In spite of considerable progress in medicine, chronic diseases have been rising in incidence, uncontrolled for over 60 years.
What we have been able to observe when we look at the microbiota is the common thread in chronic conditions is dysbiosis. That relates to the central nervous system, the gastrointestinal arena, metabolism, and an overall immunity. We could also observe is in many instances leaky gut syndrome, an inflammatory state, and oxidative stress come with these situations. Beyond this was a combined alteration of microbiota and host parameters. Faecal microbiota transfer is geared to alleviate symptoms and in some cases it’s been considered as one way to document causality.
Inflammation is driven by both microbiota and leaky gut syndrome. Inflammation drives oxidative stress and possibly oxidative stress will aggravate alteration of the gut microbiota. These causalities are typical of a symbiosis.
Low gene count is a health stratifier, associated with altered metabolic and inflammatory traits in obesity, non-response to calorie restriction in obesity, severity or progression in acute liver conditions, and non-response to cancer immunotherapies. Intestinal microbiota richness is associated with a better response to anti PD-1 immuno therapy, for example.
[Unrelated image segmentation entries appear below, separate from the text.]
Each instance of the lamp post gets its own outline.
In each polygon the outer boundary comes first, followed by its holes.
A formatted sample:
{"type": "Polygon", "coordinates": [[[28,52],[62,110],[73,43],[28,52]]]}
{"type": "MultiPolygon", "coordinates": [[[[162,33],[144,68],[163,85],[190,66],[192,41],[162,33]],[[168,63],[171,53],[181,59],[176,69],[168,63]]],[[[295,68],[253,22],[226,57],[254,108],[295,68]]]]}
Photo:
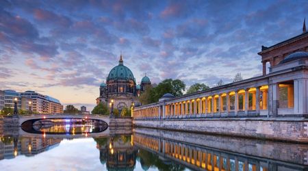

So, when we look at the vicious circle, we have tools that we can use to assess the microbiota, to assess intestinal permeability, to assess inflammation and oxidative stress. We have biomarkers that are available that would allow us to take a more global look at the symbiosis rather than just looking at certain parameters. And that could potentially lead us to the situation where the clinician could prescribe microbiota assessment.
Bioactives can be used to tackle the system in a more holistic and global way. This is what I propose as a new paradigm. For example, we used a mouse model of depression. What was found was three bioactives combined do as well as an antidepressant. There was a synergistic efficacy comparable to tricyclic parenteral clomipramin. One of the bioactives was a probiotic.
Circular causalities and alternative stable states may apply to host-microbes symbiosis. Altered host- microbes symbiosis leads to loss of protective functions.
Monitoring includes integrating microbiota and host parameters.
Prevention or cure is targeting several triggers of a vicious circle in altered host microbes symbiosis, with a crucial place for my for bio active in combination.
Innovation in trial design includes novel methodologies are needed to tackle clinical conditions involving alteration of host microbes symbiosis.
The next frontier in personalised nutrition and clinical practice is prescription and delivery of host microbes symbiosis profiles.